On trouve de tout sur les plages... Même si la vie sauvage reste le principal attrait d’une promenade naturaliste sur une plage, l’examen (prudent !) des déchets d’origine humaine n’est pas inintéressant : les boules de mazout, les morceaux de bois, les plastiques, les équipements de bateaux nous racontent aussi des aventures de mer. Les énormes quantités de pommes échouées parfois sur les côtes du Languedoc en automne sont les traces à la fois des grandes pluies dans le bassin du Rhône, des courants littoraux qui, d’est en ouest, ramènent les produits de la Camargue vers le Languedoc, et des tempêtes de sud-est qui font échouer les pommes sur les plages.

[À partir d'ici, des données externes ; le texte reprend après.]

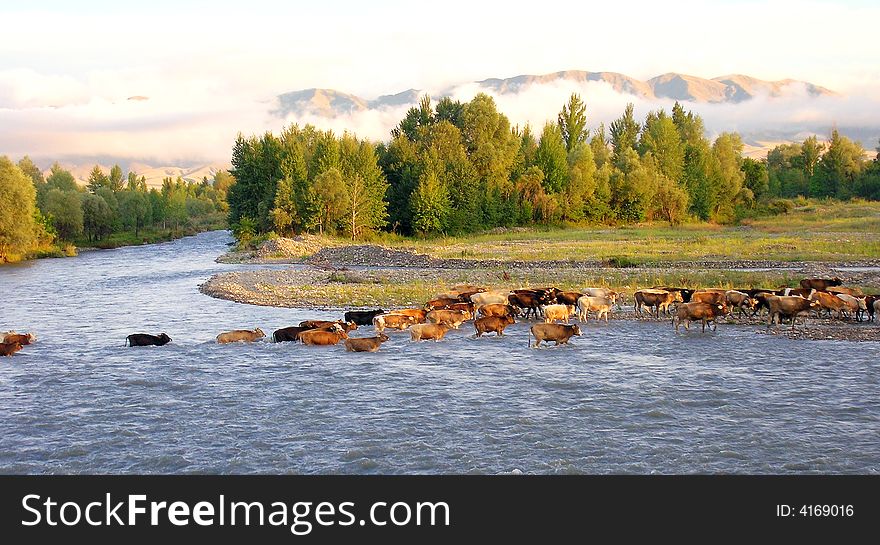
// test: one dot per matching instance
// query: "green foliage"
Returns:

On peut ainsi imaginer de nombreuses petites expériences, montrant par exemple la grande proportion de détritus italiens sur les côtes de France, ou la quantité effarante de déchets.
En traçant des carrés de 10 ou 20 m de côté, en ramassant les déchets sur ces 100 ou 400 m2, en les classant par catégories (plastiques, verres, métaux,...) en extrapolant ces chiffres à la superficie d’une plage ou de l’ensemble d’un littoral, on peut facilement se sensibiliser à l’intensité de la pollution esthétique de la Méditerranée.